La diffusion d’une vidéo privée montrant la Première dame de France, Brigitte Macron, utilisant une insulte à l’encontre de militantes féministes a déclenché une controverse politique et culturelle majeure. Dans cet enregistrement, filmé dans les coulisses des Folies Bergère le 7 décembre, on l’entend qualifier des militantes du collectif #NousToutes de « sales connes » après avoir perturbé un spectacle de l’humoriste Ary Abittan. Cette fuite a provoqué l’indignation de la gauche politique et des cercles féministes, un débat qui a rapidement gagné la scène internationale.
#JeSuisUneSaleConne : un hashtag en guise de défi
En réaction, une vague de personnalités françaises a lancé une campagne de solidarité sur les réseaux sociaux. Des figures publiques ont adopté le hashtag #JeSuisUneSaleConne pour exprimer leur soutien aux associations féministes et aux victimes de violences sexuelles.
L’actrice Judith Godrèche a écrit : « Moi aussi, je suis une sale conne. Et je soutiens toutes les autres. »
L’Oscar Marion Cotillard a déclaré : « Je suis une sale conne et fière de l’être. »
L’actrice Alexandra Lamy a ironisé : « On comprend mieux le manque de budget pour les associations. »
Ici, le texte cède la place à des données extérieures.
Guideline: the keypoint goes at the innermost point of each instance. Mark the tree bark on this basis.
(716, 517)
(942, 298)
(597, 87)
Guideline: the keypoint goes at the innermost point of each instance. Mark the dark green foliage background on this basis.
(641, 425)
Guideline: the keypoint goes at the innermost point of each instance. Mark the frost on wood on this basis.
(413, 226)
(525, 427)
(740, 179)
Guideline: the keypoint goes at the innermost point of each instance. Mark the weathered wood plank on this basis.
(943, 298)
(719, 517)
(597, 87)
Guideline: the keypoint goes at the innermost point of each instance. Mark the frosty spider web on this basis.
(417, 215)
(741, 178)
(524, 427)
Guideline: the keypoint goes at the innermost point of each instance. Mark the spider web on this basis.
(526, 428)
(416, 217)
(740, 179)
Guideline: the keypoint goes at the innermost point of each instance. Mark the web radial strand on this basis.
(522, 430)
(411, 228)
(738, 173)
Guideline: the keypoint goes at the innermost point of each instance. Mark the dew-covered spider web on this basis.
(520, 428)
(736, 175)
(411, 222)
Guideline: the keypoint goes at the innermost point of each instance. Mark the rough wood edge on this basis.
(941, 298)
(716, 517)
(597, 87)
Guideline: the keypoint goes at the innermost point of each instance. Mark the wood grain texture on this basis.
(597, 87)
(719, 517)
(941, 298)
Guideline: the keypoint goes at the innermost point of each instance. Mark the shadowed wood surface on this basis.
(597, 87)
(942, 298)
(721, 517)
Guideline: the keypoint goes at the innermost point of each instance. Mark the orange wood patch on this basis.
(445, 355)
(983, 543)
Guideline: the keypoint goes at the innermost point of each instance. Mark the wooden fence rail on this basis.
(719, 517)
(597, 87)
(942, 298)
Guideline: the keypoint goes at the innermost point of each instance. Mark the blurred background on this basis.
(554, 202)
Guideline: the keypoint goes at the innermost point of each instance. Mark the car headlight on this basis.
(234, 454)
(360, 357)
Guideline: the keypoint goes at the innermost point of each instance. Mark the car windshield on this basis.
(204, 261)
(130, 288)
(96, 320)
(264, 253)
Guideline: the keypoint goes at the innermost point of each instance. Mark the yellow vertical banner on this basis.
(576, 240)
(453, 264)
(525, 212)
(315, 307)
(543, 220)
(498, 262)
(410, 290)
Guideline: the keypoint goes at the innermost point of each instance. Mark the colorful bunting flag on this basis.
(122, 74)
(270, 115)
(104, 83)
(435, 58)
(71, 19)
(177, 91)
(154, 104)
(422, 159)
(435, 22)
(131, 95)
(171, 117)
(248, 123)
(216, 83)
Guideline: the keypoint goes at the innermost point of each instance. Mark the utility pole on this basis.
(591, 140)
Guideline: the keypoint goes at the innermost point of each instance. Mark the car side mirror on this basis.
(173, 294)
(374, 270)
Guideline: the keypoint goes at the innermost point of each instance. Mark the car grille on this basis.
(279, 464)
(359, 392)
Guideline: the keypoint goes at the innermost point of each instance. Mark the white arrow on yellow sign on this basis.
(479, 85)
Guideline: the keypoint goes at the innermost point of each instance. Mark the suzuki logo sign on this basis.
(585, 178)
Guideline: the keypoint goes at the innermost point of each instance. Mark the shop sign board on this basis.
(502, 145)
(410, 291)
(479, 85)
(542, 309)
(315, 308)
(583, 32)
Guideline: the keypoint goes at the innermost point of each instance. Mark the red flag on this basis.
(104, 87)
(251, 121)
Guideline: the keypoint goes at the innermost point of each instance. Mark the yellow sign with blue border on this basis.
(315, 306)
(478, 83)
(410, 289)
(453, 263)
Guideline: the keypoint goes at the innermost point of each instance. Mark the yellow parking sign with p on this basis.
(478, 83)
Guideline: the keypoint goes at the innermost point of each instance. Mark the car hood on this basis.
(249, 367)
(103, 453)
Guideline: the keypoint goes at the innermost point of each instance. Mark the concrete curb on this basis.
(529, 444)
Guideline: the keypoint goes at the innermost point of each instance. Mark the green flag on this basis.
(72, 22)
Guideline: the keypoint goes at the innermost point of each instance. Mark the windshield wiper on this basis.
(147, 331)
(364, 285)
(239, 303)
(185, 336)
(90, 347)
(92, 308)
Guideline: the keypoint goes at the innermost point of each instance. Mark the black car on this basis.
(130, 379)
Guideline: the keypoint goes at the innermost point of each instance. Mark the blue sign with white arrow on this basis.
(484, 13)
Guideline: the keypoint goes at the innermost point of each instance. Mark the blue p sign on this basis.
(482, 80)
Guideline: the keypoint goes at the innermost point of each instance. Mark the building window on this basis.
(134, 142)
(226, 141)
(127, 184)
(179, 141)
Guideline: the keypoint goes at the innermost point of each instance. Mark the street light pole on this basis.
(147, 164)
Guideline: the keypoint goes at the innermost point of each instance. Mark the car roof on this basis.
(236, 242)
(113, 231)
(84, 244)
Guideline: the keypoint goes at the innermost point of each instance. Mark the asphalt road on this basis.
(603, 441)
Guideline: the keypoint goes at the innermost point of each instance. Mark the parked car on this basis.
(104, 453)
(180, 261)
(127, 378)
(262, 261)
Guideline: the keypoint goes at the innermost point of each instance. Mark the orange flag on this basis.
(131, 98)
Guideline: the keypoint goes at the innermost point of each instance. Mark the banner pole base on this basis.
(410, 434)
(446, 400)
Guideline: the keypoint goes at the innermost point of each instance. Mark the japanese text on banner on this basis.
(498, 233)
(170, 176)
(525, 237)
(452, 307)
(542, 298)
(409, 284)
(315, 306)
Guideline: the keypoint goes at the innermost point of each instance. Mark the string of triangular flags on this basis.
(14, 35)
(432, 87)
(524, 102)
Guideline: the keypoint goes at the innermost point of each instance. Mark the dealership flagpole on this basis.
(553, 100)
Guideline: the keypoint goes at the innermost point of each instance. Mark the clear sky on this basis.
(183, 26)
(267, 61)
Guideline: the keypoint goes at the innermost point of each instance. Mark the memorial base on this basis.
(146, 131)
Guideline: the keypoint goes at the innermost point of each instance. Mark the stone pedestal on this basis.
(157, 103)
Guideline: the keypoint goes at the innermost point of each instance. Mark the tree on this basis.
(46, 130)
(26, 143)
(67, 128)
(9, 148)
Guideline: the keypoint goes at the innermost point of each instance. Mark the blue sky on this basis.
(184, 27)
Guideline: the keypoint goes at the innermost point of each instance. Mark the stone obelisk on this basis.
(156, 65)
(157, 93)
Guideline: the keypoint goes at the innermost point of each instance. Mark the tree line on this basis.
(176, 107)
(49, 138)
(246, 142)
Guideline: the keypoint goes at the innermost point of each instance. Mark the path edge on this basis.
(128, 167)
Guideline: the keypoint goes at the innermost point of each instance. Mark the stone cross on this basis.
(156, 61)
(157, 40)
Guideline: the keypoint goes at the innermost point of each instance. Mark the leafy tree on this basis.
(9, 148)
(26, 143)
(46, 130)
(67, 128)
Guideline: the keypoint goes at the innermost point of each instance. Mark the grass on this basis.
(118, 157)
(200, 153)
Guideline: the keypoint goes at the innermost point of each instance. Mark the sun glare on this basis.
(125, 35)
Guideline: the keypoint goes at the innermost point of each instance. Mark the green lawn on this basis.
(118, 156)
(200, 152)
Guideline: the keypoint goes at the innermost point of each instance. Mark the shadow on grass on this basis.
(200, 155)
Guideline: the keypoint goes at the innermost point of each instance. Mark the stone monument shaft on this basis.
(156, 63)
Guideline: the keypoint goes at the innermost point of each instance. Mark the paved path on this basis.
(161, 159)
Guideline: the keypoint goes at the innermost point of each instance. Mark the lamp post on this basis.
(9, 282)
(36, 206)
La chanteuse Camélia Jordana a réagi : « Sale conne et fière de l’être. Soutien à toutes les victimes et à tous les militants grâce à qui ce monde est à peine plus vivable. »
Parmi les autres soutiens notables figurent les chanteuses Clara Luciani et Angèle, l’écrivaine Camille Kouchner et la réalisatrice Andréa Bescond.
Défense du gouvernement et répercussions politiques
Le gouvernement est monté au créneau pour défendre la Première dame. La porte-parole du gouvernement, Maud Bregeon, a argué sur France 2 que Brigitte Macron s’était exprimée « spontanément » dans un « cadre privé » et sur un sujet où « on ne peut pas lui donner tort ». Maud Bregeon a souligné que les militantes avaient pris pour cible un artiste, Ary Abittan, qui a bénéficié d’un non-lieu dans une enquête pour viol après trois ans d’instruction, une décision confirmée en appel en janvier. « Laissez Brigitte Macron tranquille », a-t-elle insisté.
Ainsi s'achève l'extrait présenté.